Thursday, September 8, 2011

State election defeat humiliates Merkel

Elections in the eastern German state of Mecklenburg-Vorpommern on September 4 have handed the conservative government of German Chancellor Angela Merkel another humiliating defeat. 

Merkel's centre-right Christian Democratic Union (CDU) had already suffered five election defeats this year, in Hamburg, Sachsen-Anhalt, Rheinland-Pfalz, Bremen and the highly embarrassing loss of the wealthy conservative southern state of Baden-Württemberg – held by the CDU for sixty years – to the Greens.


The Mecklenburg-Vorpommern defeat was particularly galling for Merkel – who was born in Hamburg and raised in Brandenburg in the former East Germany – because the state includes her own electoral constituency.


On polling day, the CDU could only muster 23.1 percent of the vote, down by more than 5.7 percent since 2006 and its worst result in the state since German unification in 1990.

The Social Democratic Party (SPD) were the clear victors, with 35.7 percent of the vote, an increase of 5.5 percent.


The socialist Die Linke ("The Left") – campaigning on a platform of social justice, democratic rights and action on the environment – won 18.4 percent of the vote.


This was a modest 1.6 percent increase on the 2006 result and it earned the party an extra seat, despite a year of fierce internal debate and ongoing political and media attacks.

SPD leader, Premier Erwin Sellering, now has the choice of continuing to govern in the existing “Grand Coalition” with the CDU, or entering into a coalition with the Die Linke.


While the SPD shared government with Die Linke before 2006, such an alliance appears unlikely this time, despite the fact that the local Die Linke branch is heavily dominated by the “Realo” faction, which favours joining coalition governments.

Die Linke's left wing which is stronger in the western states than the east is highly critical of entering into coalitions where it is forced to compromise its platform and implement neoliberal policies.

The Greens saw a 5 percent swing, giving them 8.5 percent enough to cross the five percent threshold and enter state parliament for the first time.

For the first time ever, the Greens are now represented in every German parliament, both state and federal.


By contrast, the neoliberal fundamentalist Free Democratic Party (FDP) – Merkel's allies in federal coalition government – slumped to a mere 2.7 percent, losing 6.9 percent of the vote and all of their seats in state parliament.


Their poor showing continues a national trend that has seen the FDP slide slowly towards political obscurity over the past couple of years.


Growing voter apathy and disillusionment led to a record low turnout.
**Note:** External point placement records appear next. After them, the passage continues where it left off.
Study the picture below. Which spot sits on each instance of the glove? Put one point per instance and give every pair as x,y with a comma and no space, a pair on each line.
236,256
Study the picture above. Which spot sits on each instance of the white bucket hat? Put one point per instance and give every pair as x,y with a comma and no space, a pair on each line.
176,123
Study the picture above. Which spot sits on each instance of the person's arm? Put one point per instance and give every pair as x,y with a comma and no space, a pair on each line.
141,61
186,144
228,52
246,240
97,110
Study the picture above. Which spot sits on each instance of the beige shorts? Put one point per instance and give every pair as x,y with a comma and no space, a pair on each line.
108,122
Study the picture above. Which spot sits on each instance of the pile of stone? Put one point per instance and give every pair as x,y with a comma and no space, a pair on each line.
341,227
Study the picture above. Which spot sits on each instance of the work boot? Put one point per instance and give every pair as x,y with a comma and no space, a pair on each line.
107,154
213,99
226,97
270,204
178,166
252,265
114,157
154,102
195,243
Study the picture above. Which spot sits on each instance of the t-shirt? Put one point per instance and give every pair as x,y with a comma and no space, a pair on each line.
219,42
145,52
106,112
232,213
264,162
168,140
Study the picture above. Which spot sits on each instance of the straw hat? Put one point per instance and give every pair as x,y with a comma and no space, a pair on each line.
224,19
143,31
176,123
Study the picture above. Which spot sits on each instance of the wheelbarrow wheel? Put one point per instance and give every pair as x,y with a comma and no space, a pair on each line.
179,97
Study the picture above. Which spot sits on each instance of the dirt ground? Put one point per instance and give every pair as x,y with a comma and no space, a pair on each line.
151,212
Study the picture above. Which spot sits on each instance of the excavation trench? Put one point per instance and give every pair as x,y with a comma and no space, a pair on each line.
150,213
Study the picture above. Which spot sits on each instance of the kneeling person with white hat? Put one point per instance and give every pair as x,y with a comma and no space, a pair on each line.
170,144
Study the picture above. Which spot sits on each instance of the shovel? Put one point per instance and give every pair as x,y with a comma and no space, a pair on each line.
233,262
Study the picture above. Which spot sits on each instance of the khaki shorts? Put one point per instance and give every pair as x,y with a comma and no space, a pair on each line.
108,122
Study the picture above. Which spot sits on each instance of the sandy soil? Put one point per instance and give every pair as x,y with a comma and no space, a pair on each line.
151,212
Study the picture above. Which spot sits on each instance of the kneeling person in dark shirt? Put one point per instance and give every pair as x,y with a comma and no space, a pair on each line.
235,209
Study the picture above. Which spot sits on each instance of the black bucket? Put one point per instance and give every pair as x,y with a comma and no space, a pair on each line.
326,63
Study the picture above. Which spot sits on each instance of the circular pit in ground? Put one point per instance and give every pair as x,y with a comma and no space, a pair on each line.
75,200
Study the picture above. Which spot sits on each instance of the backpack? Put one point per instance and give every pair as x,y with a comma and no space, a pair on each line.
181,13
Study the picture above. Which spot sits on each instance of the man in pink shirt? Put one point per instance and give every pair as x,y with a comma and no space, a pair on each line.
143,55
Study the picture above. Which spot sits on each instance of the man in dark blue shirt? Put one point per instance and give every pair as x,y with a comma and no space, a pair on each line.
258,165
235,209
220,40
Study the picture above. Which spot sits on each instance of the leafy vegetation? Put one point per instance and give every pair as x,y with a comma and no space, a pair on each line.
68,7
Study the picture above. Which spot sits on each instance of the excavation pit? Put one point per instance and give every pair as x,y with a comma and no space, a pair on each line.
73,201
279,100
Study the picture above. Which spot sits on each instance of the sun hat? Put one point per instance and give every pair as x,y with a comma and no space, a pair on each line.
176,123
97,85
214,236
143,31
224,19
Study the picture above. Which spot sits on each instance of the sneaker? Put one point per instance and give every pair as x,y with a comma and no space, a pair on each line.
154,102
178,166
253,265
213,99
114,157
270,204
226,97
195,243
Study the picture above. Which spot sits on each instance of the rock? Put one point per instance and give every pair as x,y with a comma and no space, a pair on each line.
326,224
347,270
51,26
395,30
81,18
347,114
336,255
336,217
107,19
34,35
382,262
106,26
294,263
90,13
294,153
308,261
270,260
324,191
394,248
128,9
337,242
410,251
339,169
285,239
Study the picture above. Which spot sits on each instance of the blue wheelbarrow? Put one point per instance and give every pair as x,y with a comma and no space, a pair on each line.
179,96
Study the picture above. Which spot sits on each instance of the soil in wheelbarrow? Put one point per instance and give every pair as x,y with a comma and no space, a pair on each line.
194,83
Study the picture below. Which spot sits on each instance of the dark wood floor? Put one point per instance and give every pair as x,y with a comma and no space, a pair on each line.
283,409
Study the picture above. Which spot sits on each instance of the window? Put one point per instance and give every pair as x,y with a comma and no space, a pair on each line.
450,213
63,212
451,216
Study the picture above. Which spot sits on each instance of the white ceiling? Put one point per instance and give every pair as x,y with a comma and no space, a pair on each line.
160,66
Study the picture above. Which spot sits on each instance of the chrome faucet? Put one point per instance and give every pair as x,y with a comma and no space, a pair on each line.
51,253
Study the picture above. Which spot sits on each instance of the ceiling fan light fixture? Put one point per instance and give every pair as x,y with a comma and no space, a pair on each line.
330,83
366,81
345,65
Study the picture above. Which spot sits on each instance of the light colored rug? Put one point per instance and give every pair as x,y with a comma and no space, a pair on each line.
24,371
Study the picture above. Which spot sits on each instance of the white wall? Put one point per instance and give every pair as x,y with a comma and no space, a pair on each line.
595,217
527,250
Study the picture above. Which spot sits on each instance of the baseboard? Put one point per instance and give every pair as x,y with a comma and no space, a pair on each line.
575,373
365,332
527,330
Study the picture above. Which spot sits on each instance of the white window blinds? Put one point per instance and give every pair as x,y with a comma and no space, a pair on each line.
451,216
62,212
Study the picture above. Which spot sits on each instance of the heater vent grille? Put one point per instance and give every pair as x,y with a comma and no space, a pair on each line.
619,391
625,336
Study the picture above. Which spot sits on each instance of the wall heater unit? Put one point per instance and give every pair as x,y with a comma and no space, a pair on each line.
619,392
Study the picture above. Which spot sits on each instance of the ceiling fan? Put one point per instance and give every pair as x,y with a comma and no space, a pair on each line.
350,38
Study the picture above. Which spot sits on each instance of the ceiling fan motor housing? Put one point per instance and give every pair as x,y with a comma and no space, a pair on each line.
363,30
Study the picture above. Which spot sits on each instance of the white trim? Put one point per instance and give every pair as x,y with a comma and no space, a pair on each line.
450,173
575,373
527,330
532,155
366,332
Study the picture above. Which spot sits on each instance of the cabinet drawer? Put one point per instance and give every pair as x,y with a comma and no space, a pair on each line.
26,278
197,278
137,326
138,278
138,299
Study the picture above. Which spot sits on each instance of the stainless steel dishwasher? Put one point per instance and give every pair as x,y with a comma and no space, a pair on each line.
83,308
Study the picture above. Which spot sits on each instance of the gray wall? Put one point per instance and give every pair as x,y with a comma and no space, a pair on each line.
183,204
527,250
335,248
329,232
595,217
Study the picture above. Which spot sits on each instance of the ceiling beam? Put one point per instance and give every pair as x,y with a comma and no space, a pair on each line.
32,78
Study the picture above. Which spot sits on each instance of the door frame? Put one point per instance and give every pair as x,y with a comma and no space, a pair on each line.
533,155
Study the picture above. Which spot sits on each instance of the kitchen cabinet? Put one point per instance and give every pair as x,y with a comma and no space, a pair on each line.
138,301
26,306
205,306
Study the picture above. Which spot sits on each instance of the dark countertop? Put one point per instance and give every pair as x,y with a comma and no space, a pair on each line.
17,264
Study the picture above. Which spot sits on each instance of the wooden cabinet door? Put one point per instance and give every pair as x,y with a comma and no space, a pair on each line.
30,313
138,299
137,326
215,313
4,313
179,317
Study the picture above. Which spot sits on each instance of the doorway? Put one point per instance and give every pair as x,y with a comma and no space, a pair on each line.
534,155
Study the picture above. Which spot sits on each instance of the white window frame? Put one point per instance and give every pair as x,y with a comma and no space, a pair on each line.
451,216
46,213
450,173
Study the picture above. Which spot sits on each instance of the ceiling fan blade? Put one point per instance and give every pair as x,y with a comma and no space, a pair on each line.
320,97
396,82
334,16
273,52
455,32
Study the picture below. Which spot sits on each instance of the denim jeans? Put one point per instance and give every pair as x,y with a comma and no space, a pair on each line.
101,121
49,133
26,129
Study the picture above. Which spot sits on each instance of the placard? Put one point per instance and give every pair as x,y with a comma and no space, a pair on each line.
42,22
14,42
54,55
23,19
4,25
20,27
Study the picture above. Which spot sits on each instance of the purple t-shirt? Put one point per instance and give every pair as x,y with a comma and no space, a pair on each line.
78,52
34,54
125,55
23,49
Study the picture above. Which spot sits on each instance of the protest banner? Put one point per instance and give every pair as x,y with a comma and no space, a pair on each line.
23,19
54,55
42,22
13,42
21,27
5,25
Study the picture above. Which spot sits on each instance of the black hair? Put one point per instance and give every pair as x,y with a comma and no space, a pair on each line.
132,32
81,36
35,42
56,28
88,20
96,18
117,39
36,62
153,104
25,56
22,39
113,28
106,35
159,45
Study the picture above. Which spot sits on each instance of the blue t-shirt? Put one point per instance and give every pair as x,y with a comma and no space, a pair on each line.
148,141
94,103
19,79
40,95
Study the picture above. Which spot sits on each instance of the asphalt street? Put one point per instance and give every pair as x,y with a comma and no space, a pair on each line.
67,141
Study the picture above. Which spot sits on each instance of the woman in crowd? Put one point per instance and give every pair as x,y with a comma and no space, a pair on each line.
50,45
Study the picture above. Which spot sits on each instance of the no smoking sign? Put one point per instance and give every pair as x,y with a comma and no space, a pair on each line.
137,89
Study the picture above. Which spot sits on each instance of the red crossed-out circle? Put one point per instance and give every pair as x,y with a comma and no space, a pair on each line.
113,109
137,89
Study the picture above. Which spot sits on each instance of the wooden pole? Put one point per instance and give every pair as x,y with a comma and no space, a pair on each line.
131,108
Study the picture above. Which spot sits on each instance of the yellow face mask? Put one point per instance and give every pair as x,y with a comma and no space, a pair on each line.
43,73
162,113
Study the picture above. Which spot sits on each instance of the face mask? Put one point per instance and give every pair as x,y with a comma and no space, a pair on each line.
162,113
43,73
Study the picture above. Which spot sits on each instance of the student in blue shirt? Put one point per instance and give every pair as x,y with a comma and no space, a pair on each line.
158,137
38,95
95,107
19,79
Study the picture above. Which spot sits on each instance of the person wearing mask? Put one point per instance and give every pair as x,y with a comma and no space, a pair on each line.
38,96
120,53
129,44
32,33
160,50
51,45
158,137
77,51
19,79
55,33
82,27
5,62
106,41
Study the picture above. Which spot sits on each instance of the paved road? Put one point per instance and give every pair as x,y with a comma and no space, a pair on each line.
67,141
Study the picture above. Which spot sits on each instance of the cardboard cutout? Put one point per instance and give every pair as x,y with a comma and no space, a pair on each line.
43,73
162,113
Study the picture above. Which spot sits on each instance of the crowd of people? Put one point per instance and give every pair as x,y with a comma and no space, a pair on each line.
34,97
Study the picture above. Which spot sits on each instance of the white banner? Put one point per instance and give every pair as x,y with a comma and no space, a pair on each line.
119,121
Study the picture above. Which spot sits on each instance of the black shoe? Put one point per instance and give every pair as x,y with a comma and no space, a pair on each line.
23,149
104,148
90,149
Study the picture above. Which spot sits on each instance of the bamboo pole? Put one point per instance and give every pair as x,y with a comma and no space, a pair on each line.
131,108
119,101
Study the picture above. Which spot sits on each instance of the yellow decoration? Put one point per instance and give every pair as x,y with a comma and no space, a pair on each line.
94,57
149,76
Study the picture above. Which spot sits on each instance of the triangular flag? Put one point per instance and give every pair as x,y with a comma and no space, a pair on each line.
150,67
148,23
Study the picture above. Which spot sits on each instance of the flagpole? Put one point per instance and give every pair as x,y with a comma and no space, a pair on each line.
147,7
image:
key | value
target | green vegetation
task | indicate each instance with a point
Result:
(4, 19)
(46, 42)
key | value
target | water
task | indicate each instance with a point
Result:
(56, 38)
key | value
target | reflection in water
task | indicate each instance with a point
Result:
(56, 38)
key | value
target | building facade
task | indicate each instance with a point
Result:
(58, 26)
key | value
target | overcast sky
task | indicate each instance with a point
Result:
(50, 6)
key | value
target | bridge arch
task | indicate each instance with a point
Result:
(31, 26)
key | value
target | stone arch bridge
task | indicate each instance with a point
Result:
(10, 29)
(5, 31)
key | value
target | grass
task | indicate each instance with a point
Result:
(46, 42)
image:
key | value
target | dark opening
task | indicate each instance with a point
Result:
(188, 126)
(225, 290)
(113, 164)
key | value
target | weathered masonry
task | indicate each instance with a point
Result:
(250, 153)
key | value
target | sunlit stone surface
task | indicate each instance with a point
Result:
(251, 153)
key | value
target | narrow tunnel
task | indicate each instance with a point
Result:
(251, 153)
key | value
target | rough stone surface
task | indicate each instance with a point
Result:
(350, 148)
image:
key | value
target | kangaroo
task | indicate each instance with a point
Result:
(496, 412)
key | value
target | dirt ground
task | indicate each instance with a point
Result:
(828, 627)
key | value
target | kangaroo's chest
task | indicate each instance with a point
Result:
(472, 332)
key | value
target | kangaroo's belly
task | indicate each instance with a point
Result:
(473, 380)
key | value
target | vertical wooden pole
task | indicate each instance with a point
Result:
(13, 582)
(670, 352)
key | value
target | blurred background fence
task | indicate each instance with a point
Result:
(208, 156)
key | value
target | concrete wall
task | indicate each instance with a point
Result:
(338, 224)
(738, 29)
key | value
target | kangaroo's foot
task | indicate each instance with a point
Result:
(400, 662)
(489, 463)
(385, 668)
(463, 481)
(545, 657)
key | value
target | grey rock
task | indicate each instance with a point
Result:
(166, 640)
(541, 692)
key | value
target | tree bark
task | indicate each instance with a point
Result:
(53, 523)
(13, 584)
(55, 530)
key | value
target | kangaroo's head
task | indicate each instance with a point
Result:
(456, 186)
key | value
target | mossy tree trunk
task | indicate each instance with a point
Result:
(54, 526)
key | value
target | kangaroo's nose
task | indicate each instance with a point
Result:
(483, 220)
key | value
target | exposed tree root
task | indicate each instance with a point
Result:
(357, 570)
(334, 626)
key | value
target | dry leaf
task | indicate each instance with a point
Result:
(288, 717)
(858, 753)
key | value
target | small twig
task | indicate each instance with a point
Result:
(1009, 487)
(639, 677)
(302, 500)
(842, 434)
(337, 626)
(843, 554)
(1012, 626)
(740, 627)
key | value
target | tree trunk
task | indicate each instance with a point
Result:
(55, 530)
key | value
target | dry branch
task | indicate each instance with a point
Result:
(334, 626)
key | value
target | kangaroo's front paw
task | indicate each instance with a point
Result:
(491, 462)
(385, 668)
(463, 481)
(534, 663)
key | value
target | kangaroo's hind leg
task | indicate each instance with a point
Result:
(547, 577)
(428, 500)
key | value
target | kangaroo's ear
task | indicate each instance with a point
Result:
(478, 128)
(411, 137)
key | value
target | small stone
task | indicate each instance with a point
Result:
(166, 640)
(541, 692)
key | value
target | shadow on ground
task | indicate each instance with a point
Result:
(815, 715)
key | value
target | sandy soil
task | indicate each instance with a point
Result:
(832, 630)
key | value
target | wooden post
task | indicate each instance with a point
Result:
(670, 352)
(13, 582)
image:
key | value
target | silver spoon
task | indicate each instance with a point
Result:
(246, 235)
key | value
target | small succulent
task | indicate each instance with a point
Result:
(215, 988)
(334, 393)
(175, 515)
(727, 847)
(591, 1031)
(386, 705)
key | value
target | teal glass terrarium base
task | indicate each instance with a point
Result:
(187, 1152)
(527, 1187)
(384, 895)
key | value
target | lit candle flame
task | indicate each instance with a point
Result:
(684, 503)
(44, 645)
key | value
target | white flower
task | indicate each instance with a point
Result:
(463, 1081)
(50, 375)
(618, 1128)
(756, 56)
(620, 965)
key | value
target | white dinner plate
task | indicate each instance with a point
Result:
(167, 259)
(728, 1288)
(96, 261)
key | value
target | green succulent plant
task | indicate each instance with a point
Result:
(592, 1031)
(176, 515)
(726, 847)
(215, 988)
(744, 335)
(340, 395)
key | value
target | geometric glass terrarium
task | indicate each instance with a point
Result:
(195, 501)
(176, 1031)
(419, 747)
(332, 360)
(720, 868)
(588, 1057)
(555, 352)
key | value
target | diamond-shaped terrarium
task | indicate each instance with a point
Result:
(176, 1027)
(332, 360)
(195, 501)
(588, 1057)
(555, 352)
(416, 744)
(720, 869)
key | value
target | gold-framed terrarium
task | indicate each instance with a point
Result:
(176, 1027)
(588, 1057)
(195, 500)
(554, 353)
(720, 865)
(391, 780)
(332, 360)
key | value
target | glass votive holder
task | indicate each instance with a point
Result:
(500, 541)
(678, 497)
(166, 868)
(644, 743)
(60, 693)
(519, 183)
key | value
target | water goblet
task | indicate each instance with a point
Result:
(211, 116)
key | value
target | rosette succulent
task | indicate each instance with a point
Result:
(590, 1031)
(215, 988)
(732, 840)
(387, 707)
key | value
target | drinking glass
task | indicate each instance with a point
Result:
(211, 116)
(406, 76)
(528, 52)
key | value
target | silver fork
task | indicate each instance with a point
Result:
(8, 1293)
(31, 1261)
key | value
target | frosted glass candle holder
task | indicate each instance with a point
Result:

Only 51.3 percent of the state’s 1.4 million eligible voters bothered to vote – down from 59 percent in 2006 – while some areas barely reached 40 percent participation.


In real terms, this means that every party – except the Greens – actually received less votes than in 2006.


This poor result helped the neo-Nazi German Nationalist Party (NPD) retain its representation in state parliament, despite widespread public criticism of its racist and violent politics and suggestions that it be banned.


While the NPD actually lost support – its share of the vote falling from 7.3 percent in 2006 to only 6 percent – it still managed to cross the parliamentary threshold.


In some rural areas, however, the NPD polled around one-third of the votes. Concerns are also growing about the existence of exclusively neo-Nazi villages where outsiders are driven away, children are taught in nationalist private schools, and locals are involved in paramilitary training.


Growing social inequality in Mecklenburg-Vorpommern – Germany’s poorest state – was a key factor in the neo-Nazis retaining support.


Twelve percent of the state’s 1.6 million inhabitants are unemployed – three times the rate in the wealthy southern states – and the state has low high school retention rates and growing youth despondency.


The major parties have been accused of abandoning rural areas, cutting services and ignoring communities hard hit by unification and the recent economic downturn.


Despite Merkel’s attempt to separate the result from her handling of the Euro crisis, Germany’s DAX dropped by several percent when elections results were announced, as did the Euro.


Having survived a legal challenge to the Euro bailout on September 7, Merkel still faces a key parliamentary vote on the European Financial Stability Facility – the mechanism to cope with sovereign debt – on September 23.


The results in Mecklenburg-Vorpommern have weakened an already struggling Merkel, and strengthened the hand of her SPD rivals, who will expect similar successes in state elections in Berlin on September 18, and in federal elections scheduled for 2013.